Publishing its results for the 53 weeks to 30 March, a day later than planned as it said they were so complicated, the parent-focused retailer reported a 29% reduction in losses before tax from continuing operations to £66.6mln, even though revenues shrank by 11.5% to £513.8mln.
Mothercare saw its UK like-for-like (LFL) sales fall by 8.9%, compared to a 0.6% increase in teh previous year, with UK sales down 11.8% and its losses cut by 10%. The group said its international shops showed signs of recovery, with sales down 0.3% in constant currency compared to a 5.7% fell the year before, while adjusted profit before tax and forex revaluations were almost flat.
In the past year, Mothercare closed 30% of its UK store space, completed a £117.5mln refinancing, sold the Early Learning Centre for £11.5mln and offloaded its head office for £14.5mln, helping chop net debt back to £6.9mln from £44.1mln a year earlier.
Chief executive Mark Newton-Jones, who was sacked last year but brought back after a change of mind and after the group changed its chairman, commented: “We have achieved a huge amount this year, refinancing, restructuring and reorganising Mothercare to ensure a sustainable future for the business.

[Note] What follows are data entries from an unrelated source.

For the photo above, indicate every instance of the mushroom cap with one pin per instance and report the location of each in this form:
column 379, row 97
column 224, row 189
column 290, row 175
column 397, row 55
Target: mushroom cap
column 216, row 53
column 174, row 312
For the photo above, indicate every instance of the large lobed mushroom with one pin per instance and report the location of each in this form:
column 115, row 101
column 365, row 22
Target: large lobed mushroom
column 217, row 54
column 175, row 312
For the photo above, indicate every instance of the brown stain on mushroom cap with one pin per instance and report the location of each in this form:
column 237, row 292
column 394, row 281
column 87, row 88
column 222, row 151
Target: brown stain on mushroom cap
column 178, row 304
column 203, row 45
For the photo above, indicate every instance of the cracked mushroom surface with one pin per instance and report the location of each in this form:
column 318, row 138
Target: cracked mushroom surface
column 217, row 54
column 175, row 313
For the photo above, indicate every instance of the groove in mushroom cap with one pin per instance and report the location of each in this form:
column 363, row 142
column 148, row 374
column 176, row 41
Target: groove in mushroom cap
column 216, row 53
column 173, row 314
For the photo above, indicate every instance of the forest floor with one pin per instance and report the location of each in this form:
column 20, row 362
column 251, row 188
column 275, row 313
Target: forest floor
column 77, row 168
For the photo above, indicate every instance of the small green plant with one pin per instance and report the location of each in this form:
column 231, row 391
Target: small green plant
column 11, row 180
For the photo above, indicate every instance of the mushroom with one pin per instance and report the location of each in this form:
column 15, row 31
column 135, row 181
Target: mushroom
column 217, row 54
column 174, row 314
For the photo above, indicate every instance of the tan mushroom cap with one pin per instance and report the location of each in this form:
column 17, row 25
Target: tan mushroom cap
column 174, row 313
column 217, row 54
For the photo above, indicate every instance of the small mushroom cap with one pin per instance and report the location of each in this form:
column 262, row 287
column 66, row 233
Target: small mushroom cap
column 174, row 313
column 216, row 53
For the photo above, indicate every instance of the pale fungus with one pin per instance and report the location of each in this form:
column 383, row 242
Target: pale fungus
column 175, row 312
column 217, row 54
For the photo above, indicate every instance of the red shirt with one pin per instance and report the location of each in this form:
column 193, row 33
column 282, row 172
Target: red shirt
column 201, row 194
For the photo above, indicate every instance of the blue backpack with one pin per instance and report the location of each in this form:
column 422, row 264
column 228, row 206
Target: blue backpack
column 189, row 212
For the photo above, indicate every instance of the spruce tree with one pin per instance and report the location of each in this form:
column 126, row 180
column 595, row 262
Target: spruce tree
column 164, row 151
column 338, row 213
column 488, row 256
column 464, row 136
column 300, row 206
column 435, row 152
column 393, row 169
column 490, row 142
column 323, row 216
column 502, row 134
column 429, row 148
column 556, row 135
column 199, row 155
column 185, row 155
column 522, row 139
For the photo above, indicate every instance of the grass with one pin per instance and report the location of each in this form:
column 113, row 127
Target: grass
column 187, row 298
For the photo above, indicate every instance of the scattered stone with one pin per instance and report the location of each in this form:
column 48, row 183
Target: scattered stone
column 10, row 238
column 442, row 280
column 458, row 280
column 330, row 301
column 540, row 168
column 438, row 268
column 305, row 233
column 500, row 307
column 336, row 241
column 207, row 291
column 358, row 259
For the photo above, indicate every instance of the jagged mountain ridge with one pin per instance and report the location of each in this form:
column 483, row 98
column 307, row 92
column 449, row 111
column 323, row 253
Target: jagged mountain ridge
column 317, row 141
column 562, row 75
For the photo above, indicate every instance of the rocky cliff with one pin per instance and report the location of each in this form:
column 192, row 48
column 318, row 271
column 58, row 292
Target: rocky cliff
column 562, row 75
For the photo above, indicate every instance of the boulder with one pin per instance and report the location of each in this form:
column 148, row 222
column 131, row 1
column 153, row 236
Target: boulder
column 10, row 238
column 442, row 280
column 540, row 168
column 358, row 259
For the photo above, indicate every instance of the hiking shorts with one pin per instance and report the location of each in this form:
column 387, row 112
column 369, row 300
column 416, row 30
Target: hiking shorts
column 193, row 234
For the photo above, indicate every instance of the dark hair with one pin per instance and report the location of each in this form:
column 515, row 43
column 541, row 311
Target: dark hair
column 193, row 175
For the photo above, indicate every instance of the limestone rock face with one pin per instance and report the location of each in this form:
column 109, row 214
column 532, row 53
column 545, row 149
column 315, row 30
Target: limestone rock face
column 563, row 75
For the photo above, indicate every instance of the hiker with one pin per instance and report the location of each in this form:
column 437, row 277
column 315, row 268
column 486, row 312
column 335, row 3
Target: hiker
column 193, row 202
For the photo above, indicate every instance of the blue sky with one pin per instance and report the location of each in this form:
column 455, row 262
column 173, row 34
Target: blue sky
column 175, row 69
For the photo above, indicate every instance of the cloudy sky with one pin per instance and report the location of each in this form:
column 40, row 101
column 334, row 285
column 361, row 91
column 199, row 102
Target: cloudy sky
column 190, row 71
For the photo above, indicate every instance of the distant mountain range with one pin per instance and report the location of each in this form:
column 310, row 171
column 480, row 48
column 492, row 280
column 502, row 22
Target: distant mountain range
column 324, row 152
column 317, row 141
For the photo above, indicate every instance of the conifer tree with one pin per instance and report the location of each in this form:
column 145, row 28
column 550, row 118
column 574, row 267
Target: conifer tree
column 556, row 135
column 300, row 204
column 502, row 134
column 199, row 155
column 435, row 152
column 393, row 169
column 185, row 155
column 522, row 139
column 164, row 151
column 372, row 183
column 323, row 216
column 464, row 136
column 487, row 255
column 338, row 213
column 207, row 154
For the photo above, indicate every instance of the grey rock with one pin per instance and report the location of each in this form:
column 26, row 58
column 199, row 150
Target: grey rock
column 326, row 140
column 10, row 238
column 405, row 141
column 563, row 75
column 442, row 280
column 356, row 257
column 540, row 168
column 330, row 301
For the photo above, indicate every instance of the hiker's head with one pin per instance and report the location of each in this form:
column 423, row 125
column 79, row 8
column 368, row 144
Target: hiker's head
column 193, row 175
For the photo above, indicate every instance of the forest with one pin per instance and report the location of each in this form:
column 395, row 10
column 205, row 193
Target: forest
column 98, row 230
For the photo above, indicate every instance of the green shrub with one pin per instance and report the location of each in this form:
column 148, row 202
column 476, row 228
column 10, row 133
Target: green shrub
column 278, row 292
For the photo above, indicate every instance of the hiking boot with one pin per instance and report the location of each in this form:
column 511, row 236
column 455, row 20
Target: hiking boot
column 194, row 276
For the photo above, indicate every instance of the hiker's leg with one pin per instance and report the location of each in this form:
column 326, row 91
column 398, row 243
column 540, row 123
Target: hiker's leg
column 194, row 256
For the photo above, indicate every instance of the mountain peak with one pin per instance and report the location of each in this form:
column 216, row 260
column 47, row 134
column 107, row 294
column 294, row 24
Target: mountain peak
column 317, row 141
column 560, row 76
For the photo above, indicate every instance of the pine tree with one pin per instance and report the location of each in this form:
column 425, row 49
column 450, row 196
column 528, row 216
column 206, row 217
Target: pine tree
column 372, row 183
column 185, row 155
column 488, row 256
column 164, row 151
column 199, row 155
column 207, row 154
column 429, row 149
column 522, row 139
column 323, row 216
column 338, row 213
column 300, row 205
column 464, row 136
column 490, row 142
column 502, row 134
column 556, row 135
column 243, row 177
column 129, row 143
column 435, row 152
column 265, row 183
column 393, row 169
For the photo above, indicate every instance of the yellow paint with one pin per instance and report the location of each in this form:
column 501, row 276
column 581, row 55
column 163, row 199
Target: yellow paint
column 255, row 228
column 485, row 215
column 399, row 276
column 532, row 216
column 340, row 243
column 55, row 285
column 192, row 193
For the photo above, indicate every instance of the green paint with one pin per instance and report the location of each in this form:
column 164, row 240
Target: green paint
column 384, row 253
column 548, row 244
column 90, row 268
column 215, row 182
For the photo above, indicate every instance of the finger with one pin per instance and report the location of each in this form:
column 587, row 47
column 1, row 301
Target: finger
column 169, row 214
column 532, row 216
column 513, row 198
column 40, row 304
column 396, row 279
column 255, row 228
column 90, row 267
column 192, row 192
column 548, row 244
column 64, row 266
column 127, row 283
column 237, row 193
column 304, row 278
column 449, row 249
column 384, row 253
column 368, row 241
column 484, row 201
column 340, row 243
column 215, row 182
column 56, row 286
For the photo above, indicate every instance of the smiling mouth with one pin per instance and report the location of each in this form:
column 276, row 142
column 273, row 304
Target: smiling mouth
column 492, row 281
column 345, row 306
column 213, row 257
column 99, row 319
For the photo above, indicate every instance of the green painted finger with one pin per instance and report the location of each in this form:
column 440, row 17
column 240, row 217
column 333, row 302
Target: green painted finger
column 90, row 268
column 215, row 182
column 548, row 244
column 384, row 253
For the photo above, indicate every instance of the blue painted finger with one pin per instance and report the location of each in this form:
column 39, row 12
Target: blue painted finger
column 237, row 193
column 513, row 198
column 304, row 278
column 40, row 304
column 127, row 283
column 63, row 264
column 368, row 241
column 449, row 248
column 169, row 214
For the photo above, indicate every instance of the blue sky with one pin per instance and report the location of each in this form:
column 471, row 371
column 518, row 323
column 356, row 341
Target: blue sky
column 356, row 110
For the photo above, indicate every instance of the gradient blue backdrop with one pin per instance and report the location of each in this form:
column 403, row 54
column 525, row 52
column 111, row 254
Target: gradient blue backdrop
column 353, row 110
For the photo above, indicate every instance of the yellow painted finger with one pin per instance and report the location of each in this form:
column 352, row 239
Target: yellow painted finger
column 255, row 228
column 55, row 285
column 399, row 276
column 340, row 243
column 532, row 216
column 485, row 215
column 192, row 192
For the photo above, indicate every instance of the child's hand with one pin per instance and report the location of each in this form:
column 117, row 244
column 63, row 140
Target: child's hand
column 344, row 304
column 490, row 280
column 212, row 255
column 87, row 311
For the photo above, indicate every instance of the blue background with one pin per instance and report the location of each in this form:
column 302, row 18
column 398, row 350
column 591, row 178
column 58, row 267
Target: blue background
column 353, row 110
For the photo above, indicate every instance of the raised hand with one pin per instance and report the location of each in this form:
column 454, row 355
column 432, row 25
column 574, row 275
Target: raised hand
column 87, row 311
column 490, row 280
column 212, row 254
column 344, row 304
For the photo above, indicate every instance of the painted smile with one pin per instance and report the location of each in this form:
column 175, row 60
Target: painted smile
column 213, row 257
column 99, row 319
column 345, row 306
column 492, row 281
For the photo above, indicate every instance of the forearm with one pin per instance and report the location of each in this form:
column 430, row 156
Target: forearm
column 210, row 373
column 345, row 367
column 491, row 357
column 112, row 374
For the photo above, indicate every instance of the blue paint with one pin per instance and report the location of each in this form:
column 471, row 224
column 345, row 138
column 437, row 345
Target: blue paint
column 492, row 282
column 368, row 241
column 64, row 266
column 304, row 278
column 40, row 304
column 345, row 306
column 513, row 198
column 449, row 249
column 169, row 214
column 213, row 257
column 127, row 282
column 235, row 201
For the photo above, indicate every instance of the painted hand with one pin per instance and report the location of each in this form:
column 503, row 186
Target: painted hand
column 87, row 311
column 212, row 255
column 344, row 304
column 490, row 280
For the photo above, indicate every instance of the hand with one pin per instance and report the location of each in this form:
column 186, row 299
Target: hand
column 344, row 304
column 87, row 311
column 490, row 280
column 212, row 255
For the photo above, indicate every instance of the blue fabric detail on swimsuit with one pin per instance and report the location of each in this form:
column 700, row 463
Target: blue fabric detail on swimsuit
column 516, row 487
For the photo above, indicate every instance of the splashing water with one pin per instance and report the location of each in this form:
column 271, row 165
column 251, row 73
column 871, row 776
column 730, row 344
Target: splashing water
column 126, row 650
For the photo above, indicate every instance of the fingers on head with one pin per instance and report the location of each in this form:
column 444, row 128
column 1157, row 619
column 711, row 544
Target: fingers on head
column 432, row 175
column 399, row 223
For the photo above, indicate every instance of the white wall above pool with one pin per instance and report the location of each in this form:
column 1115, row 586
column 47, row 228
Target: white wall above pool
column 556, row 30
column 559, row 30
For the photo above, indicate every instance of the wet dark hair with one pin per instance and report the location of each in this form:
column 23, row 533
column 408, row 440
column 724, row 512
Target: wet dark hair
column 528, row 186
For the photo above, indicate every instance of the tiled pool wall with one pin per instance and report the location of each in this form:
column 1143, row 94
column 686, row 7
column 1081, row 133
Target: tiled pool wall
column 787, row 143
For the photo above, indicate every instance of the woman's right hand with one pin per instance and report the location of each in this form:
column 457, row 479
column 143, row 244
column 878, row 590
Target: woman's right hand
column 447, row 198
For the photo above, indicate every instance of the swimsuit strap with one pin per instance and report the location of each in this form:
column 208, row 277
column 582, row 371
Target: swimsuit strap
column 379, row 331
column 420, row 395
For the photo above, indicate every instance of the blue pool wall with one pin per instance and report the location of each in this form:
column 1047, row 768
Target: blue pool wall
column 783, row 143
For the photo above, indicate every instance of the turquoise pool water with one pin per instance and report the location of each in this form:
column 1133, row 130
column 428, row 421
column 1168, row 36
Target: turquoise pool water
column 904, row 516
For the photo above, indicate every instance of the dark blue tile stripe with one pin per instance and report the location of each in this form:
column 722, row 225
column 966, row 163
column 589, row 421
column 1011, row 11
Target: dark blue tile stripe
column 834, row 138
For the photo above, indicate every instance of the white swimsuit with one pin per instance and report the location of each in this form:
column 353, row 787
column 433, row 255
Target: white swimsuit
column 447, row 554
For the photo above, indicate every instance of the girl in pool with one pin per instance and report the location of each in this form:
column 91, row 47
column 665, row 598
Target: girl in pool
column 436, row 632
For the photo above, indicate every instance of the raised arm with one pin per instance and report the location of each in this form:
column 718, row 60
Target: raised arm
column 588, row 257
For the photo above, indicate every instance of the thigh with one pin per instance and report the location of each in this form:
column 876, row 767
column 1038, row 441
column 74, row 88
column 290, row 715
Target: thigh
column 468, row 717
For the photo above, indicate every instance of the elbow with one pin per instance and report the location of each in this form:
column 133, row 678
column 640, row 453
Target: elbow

The majority of that work is now done.”
With a slimmed down estate of 79 UK shops, slimlined organisational structure and a new product sourcing deal to cut the cost base by £25mln, Newton-Jones said the next phase of the transformation plan is to "develop Mothercare as a global brand", while improving the UK's online proposition with enhanced credit options and more exclusive products.
“In the early stages of this financial year, we are seeing some improving UK trends as we continue to rebuild to be the specialist retailer for parents and young children.”
The CEO also noted that the board was “exploring ways to supplement our working capital needs” while minimising equity dilution, and said it remains on target to meet consensus forecasts for the current financial year.
Broker Shore Capital hailed the efforts at transformation that now gave "the room to focus upon operations" and said with lower leverage plus the better than expected cost reduction, any improvement in trading should see a strong improvement in cash flow and earnings.
"Whilst we cannot discount the poor continuing UK trading, particularly now as it is set against highly favourable comparatives, progress on this front is likely to dictate market sentiment towards the group’s shares. We have hope but at the moment such an emotion continues to be based on fumes," the analysts said in a note to clients.
Mothercare shares shot up to a nine-month high in early trading on Friday but by mid morning had slipped back from that peak to 22.7p, a rise of 11%.